To assess the rate and factors associated with healthcare personnel (HCP) testing positive for severe acute respiratory coronavirus virus 2 (SARS-CoV-2) after an occupational exposure.

Design:

Retrospective cohort study.

Setting:

Academic medical center with sites in Minnesota, Wisconsin, Arizona, and Florida.

Participants:

HCP with a high or medium risk occupational exposure to a patient or other HCP with SARS-CoV-2.

Methods:

We reviewed the records of HCP with significant occupational exposures from March 20, 2020, through December 31, 2020. We then performed regression analysis to assess the impact of demographic and occupational variables to assess their impact on the likelihood of testing positive for SARS-CoV-2.

Results:

In total, 2,253 confirmed occupational exposures occurred during the study period. Employees were the source for 57.1% of exposures. Overall, 101 HCP (4.5%) tested positive in the postexposure period. Of these, 80 had employee sources of exposure and 21 had patient sources of exposure. The postexposure infection rate was 6.2% when employees were the source, compared to 2.2% with patient sources. In a multivariate analysis, occupational exposure from an employee source had a higher risk of testing positive compared to a patient source (odds ratio [OR], 3.22; 95% confidence interval [CI], 1.72–6.04). Sex, age, high-risk exposure, and HCP role were not associated with an increased risk of testing positive.

Conclusions:

The risk of acquiring coronavirus disease 2019 (COVID-19) following a significant occupational exposure has remained relatively low, even in the prevaccination era.
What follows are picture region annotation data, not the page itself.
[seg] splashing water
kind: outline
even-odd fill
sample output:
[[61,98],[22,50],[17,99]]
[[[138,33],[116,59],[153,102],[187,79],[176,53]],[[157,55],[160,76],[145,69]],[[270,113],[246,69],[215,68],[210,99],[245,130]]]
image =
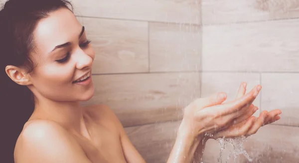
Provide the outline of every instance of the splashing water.
[[251,162],[252,159],[250,157],[246,151],[243,147],[243,143],[246,141],[245,137],[241,137],[239,138],[223,138],[218,139],[217,141],[220,145],[220,153],[217,159],[217,163],[222,163],[222,154],[224,149],[227,147],[227,145],[230,145],[233,146],[233,150],[231,151],[230,155],[227,157],[227,160],[226,163],[228,163],[228,161],[230,159],[232,156],[234,157],[234,162],[236,163],[237,157],[240,155],[244,155],[246,158]]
Exposure to an infectious coworker carries a higher risk than exposure to a patient. Continued vigilance and precautions remain necessary in healthcare settings.

Type
Original Article
Creative Commons
Creative Common License - CCCreative Common License - BY
This is an Open Access article, distributed under the terms of the Creative Commons Attribution licence (http://creativecommons.org/licenses/by/4.0/), which permits unrestricted re-use, distribution and reproduction in any medium, provided the original article is properly cited.
Copyright
© The Author(s), 2022. Published by Cambridge University Press on behalf of The Society for Healthcare Epidemiology of America

Healthcare personnel (HCP) face exposure to severe acute respiratory coronavirus virus 2 (SARS-CoV-2) in community and occupational settings. Reference Celebi, Piskin and Celik Beklevic1 Even though community exposure may account for a larger percentage of HCP exposure, occupational risk remains a concern. Reference Al Maskari, Al Blushi and Khamis2 Within occupational settings, the 2 main sources of exposure are from other HCP and patients.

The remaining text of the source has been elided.